David Chou, CIO at Children’s Mercy Hospital Kansas City, and I wrote a paper “How Healthy is Blockchain Technology?” for the HIMSS Asia Pacific 17 conference in Singapore last week. The paper is a critical analysis of the strategic potential for current blockchains in healthcare applications, with a pretty clear conclusion that the technology is largely misunderstood, and on close inspection, not yet a good fit for e-health.  

And we were awarded Best Paper at the conference! 

The paper is archived here (PDF) and my conference slide deck is here

Abstract

Blockchain captured the imagination with a basket of compelling and topical security promises. Many of its properties – decentralization, security and the oft-claimed “trust” – are highly prized in healthcare, and as a result, interest in this technology is building in the sector. But on close inspection, first generation blockchain technology is not a solid fit for e-health. Born out of the anti-establishment cryptocurrency movement, public blockchains remove ‘people’ and ‘process’ from certain types of transactions, but their properties degrade or become questionable in regulated settings where people and process are realities.  Having inspired a new wave of innovation, blockchain technology needs significant work before it addresses the broad needs of the health sector. This paper recaps what blockchain was for, what it does, and how it is evolving to suit non-payments use cases.  We critically review a number of recent blockchain healthcare proposals, selected by a US Department of Health and Human Services innovation competition, and dissect the problems they are trying to solve.  

Discussion

When considering whether first generation blockchain algorithms have a place in e-health, we should bear in mind what they were designed for and why. Bitcoin and Ethereum are intrinsically political and libertarian; their outright rejection of central authority is a luxury only possible in the rarefied world of cryptocurrency but is simply not rational in real world healthcare, where accountability, credentialing and oversight are essentials.  

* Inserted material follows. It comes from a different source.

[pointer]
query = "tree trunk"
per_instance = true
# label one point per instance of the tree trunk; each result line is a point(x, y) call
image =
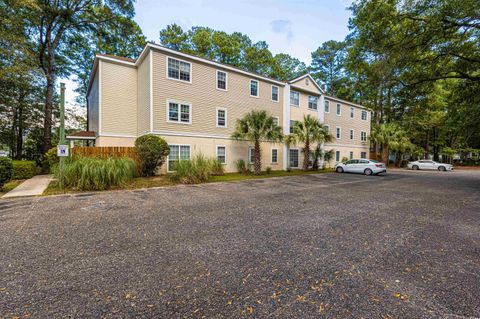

Despite its ability to transact and protect pure “math-based money”, it is a mistake to think public blockchains create trust, much less that they might disrupt existing trust relationships and authority structures in healthcare.  Blockchain was designed on an assumption that participants in a digital currency would not trust each other, nor want to know anything about each other (except for a wallet address).  On its own, blockchain does not support any other real world data management. 

The newer Synchronous Ledger Technologies – including R3 Corda, Microsoft’s Blockchain as a Service, Hyperledger Fabric and IBM’s High Security Blockchain Network – are driven by deep analysis of the strengths and weaknesses of blockchain, and then re-engineering architectures to deliver similar benefits in use cases more complex and more nuanced than lawless e-cash.  The newer applications involve orchestration of data streams being contributed by multiple parties (often in “coopetition”) with no one leader or umpire.  Like the original blockchain, these ledgers are much more than storage media; their main benefit is that they create agreement about certain states of the data.  In healthcare, this consensus might be around the order of events in a clinical trial, the consent granted by patients to various data users, or the legitimacy of serial numbers in the pharmaceuticals supply chain.  

Conclusion 

We hope healthcare architects, strategic planners and CISOs will carefully evaluate how blockchain technologies across what is now a spectrum of solutions apply in their organizations, and understand the work entailed to bring solutions into production. 

Blockchain is no silver bullet for the challenges in e-health.  We find that current blockchain solutions will not dramatically change the way patient information is stored, because most people agree that personal information does not belong on blockchains.  And it won’t dispel the semantic interoperability problems of e-health systems; these are outside the scope of what blockchain was designed to do. 

However newer blockchain-inspired Synchronous Ledger Technologies show great potential to address nuanced security requirements in complex networks of cooperating/competing actors.  The excitement around the first blockchain has been inspirational, and is giving way to earnest sector-specific R&D with benefits yet to come.